Kicking off my Monday Author Meetup feature, western historical and occult horror author Judith McDowell joins me today.
About the Author:
Judith Ann McDowell is a novelist with six finished books. When not working on a manuscript, Judith along with her husband likes to travel to different cities such as New Orleans to talk with people about voodoo and to talk with those who have experienced first hand, true hauntings. Judith is the mother of four grown sons, Guy and David and Rhett and Nick and lives in the Pacific Northwest with her husband, Darrell, and their two Pekingese Chi and Tai and three kitties Isis and Lacy and Reefer. Judith is at present working on her next novel.
Welcome, Judith. I’m delighted to have you here.
Hi Lyn. It’s my pleasure.
To start off, why don’t you tell us how you began writing?
Sure thing. I dreamed my first book, “Long Ago Memories.” I dreamed the Indian camp in Montana complete with the names. I woke and began writing the book. And I haven’t stopped since.

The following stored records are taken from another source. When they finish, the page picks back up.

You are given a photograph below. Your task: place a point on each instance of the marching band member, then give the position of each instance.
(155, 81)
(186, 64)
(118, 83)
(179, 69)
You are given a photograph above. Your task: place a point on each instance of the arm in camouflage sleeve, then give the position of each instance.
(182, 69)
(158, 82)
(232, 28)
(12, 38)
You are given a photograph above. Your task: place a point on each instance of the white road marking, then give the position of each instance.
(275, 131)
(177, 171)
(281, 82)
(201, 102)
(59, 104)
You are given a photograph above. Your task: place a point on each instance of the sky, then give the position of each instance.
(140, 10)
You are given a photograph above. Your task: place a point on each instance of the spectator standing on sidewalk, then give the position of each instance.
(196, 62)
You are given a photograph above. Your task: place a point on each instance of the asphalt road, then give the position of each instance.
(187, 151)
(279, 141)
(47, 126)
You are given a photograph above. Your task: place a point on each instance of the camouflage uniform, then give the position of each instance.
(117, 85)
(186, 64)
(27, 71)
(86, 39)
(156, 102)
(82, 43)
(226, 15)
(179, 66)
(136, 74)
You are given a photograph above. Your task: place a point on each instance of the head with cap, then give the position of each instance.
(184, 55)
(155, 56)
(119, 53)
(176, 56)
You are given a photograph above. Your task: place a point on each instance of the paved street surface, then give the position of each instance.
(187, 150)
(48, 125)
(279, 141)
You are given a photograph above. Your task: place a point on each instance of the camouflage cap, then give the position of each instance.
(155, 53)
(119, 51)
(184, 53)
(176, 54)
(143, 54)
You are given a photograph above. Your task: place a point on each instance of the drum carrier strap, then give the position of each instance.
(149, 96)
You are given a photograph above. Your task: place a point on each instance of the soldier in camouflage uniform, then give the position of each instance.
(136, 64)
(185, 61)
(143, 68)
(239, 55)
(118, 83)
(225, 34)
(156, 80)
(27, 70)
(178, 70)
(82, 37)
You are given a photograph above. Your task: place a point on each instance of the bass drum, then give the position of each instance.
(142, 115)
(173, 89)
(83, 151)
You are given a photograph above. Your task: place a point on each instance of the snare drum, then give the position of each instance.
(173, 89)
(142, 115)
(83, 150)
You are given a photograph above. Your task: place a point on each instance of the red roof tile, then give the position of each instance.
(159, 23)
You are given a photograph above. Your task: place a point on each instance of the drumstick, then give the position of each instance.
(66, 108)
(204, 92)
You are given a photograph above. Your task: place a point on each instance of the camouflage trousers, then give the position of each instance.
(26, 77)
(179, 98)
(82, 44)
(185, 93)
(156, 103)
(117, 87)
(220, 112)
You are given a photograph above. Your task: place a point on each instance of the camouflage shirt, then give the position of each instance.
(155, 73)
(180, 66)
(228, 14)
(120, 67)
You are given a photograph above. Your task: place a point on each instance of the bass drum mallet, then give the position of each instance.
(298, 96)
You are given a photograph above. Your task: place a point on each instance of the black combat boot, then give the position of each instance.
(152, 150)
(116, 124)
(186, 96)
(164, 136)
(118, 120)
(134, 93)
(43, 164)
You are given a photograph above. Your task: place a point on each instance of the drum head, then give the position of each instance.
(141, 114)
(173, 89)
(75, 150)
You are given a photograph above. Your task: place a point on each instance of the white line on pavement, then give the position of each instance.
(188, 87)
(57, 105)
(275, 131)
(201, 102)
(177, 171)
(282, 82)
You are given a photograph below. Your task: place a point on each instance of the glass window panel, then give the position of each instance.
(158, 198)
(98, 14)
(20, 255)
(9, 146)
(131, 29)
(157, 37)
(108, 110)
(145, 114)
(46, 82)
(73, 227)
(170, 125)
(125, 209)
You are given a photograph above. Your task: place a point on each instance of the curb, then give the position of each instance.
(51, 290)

That sounds like one amazing dream! What’s your best time of day or night to write?
My best time to write is in the daytime. I write until the story stops flowing, so it just depends.
Do you use scented candles, music, etc., to put you in the mood to write?

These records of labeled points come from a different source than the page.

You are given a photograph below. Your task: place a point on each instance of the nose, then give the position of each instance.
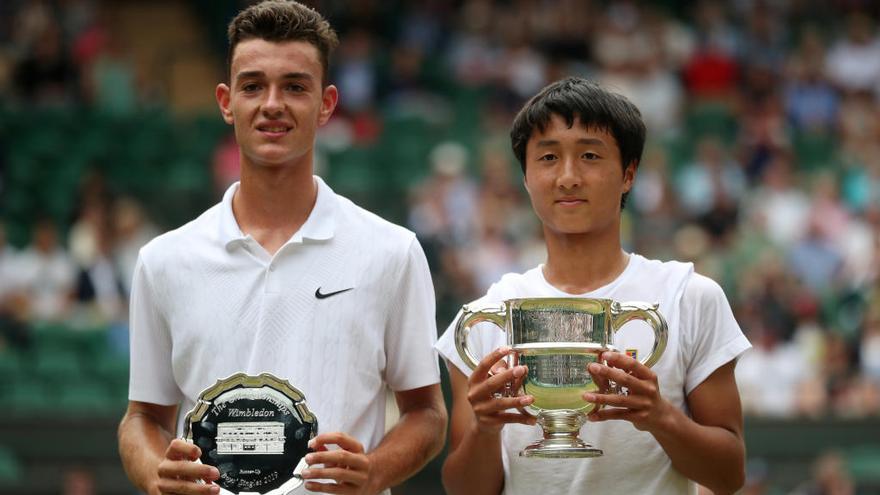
(569, 175)
(274, 103)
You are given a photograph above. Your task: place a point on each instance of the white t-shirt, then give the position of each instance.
(703, 335)
(208, 302)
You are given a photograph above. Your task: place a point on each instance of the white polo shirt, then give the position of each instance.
(208, 301)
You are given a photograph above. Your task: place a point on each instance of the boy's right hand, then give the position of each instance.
(179, 474)
(486, 387)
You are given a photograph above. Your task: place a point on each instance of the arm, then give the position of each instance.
(707, 447)
(415, 439)
(474, 465)
(155, 461)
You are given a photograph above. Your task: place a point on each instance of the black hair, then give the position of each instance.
(282, 20)
(575, 98)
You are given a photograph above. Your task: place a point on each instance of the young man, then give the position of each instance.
(286, 277)
(579, 146)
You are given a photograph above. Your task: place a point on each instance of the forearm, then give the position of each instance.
(142, 444)
(710, 455)
(416, 439)
(474, 466)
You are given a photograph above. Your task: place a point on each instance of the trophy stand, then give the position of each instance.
(561, 440)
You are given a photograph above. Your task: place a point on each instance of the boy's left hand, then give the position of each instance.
(642, 405)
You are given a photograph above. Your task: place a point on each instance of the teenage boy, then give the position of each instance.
(579, 146)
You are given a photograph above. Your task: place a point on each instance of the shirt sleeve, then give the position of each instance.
(711, 333)
(151, 378)
(412, 326)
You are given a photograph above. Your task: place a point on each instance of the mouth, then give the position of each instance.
(274, 130)
(570, 202)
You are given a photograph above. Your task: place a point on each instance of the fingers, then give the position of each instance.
(329, 488)
(343, 440)
(338, 474)
(336, 458)
(179, 464)
(180, 450)
(348, 466)
(629, 365)
(487, 363)
(497, 383)
(184, 487)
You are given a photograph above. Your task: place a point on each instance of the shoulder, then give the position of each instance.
(702, 290)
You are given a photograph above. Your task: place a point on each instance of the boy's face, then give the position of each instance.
(575, 179)
(275, 100)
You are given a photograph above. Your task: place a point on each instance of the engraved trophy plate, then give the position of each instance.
(557, 338)
(255, 430)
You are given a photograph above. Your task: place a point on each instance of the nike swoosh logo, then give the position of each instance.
(319, 295)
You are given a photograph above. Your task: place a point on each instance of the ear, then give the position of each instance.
(222, 93)
(329, 98)
(629, 176)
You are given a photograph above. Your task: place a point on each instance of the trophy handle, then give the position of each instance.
(628, 311)
(471, 314)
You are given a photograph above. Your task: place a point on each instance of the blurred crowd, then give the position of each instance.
(762, 166)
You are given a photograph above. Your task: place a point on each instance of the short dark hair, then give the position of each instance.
(575, 98)
(283, 20)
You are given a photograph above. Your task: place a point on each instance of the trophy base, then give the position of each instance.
(553, 448)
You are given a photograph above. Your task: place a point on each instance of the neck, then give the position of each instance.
(585, 262)
(272, 203)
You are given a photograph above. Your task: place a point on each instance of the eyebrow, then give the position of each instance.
(258, 73)
(552, 142)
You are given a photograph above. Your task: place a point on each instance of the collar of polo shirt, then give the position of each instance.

What works best for me is music. For my Indian stories I played good Indian music and John Schnieder.
Can you write amid noisy distractions or do you need absolute quiet?
When I write I don’t have to worry about anyone else being around as I scream and cuss and cry…whatever the character is doing at the time.
Grinning! I can relate. I get weepy when writing sad scenes. May I ask if you use a pen name? If so, how did you choose it?
Yes, I do. I write under my maiden name.
What a coincidence! So do I. Actually, I suspect quite a few authors do. Who are your books published with? How did you come to be with this publisher?
The way I became published is Karen Fuller, my publisher at World Castle Publishing, read Rougarou, liked what she read and published me.
How do you develop your plots and your characters?
I don’t develop my plots or characters. I sit down at the computer and whatever hits my mind hits the storyline.
Ah, so you’re a pantser. Good to know. Do you see yourself in some of your characters?
Absolutely. I believe that all writers have a bit of themselves in their stories.
That does seem inevitable. One last important question: Does your significant other and/or family support your writing career?
My husband has backed my writing from the beginning.
That man is a keeper! And you are one lucky gal. Now please tell us about some of your books.
Gladly. I write in multiple genres. First, here’s a glimpse of my “ghostly” Native American romance, Long Ago Memories.
In her search for the truth, seventeen-year-old Tia Thornton leaves the sophisticated world of Boston to come to the wilds of Montana. Abandoned soon after her illegitimate birth by her mother, sixteen-year-old Jessie Thornton, Tia finds more than she bargained for in her search for her father.
While staying with her grandmother at the Thornton ranch, she comes across a drawing of a young Indian couple drawn many years ago. In the picture she sees the face of a man who has haunted her dreams for as long as she can remember. The beautiful young girl standing by his side – looks just like her.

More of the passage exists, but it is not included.